There’s a big difference between managers and leaders. Managers manage paper and procedures, while leaders lead people. A generation or two ago, managing was all we knew. There was the boss and there were the subordinates. The boss’ job was to manage and control the underlings to ensure the task at hand was completed. When the underlings failed to comply, they were fired. Over the years, human rights issues came into the picture and managers had to find new and creative ways to establish the ranking system and keep the underlings under where they belonged.
While managers push people down to ensure their own job security, leaders build people up because they want to see the people they work with and their organization grow. Instead of catching people doing something wrong and punishing them, leaders catch people doing something right and reward them.
Over time, this “Bad dog, no biscuit” style of has proven to be less than conducive to productivity and profits. It also creates an “us and them” environment in the workplace, a big contrast to the new leadership that taps into the potential of every team member, creating a synergy that results in new levels of success.

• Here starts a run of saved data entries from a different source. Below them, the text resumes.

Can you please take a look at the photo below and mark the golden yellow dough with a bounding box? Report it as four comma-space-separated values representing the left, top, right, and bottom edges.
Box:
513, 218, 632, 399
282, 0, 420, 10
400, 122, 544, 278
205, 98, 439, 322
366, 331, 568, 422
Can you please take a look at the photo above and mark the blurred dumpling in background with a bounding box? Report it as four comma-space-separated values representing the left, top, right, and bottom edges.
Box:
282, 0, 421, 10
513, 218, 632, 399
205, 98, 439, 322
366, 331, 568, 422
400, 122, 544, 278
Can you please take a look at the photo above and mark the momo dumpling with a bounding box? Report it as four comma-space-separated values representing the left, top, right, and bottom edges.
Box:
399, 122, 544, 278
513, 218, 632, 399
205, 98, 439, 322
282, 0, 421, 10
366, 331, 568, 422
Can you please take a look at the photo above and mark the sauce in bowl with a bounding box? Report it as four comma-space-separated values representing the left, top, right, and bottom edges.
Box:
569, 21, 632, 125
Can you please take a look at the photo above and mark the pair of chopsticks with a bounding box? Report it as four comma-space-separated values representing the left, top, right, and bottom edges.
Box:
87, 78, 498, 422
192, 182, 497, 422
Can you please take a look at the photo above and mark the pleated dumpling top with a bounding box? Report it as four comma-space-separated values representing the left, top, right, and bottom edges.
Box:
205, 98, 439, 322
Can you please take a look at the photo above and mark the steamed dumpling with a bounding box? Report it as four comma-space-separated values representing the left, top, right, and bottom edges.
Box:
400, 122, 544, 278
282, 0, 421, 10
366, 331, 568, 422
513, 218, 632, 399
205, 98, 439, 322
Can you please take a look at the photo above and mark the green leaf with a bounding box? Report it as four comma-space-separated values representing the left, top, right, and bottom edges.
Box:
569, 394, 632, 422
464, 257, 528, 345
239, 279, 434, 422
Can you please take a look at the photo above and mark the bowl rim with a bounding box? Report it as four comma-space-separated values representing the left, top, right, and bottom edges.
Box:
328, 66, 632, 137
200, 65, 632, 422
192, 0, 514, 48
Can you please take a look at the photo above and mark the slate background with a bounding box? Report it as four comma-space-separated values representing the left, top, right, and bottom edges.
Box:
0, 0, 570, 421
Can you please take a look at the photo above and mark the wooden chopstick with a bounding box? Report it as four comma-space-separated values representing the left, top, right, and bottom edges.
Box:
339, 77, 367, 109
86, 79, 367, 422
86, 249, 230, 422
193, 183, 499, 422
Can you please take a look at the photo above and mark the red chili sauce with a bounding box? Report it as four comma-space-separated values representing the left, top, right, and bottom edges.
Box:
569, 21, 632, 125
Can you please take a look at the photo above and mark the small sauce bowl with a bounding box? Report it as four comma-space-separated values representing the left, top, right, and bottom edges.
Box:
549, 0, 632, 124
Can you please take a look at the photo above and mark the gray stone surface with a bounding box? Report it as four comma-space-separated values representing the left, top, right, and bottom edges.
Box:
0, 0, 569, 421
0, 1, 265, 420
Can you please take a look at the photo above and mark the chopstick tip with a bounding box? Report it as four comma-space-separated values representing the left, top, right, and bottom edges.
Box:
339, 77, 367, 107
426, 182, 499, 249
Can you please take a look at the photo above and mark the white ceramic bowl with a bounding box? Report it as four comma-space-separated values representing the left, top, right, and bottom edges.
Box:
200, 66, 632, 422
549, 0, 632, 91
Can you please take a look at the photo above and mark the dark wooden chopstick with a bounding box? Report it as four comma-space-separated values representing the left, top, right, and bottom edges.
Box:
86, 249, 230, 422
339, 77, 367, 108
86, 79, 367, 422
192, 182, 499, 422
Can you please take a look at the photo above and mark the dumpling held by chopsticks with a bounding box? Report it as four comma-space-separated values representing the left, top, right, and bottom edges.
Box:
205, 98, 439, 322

When managers adapt their thinking, they go higher both personally and professionally by taking their people and their organization to the highest potential. John Maxwell once said, “You have to give up to go up.” Managers would have to give up control and give each member of the team power to challenge themselves and the processes that impede individual and corporate growth, but the thought of changing mindsets often threatens managers who are insecure in themselves and their position.
As managers continue to resist change, they will end up with a mediocre team and mediocre results. But those who take the risk of hiring people better than themselves and encouraging them to reach even higher will get the best results with the best reward of all.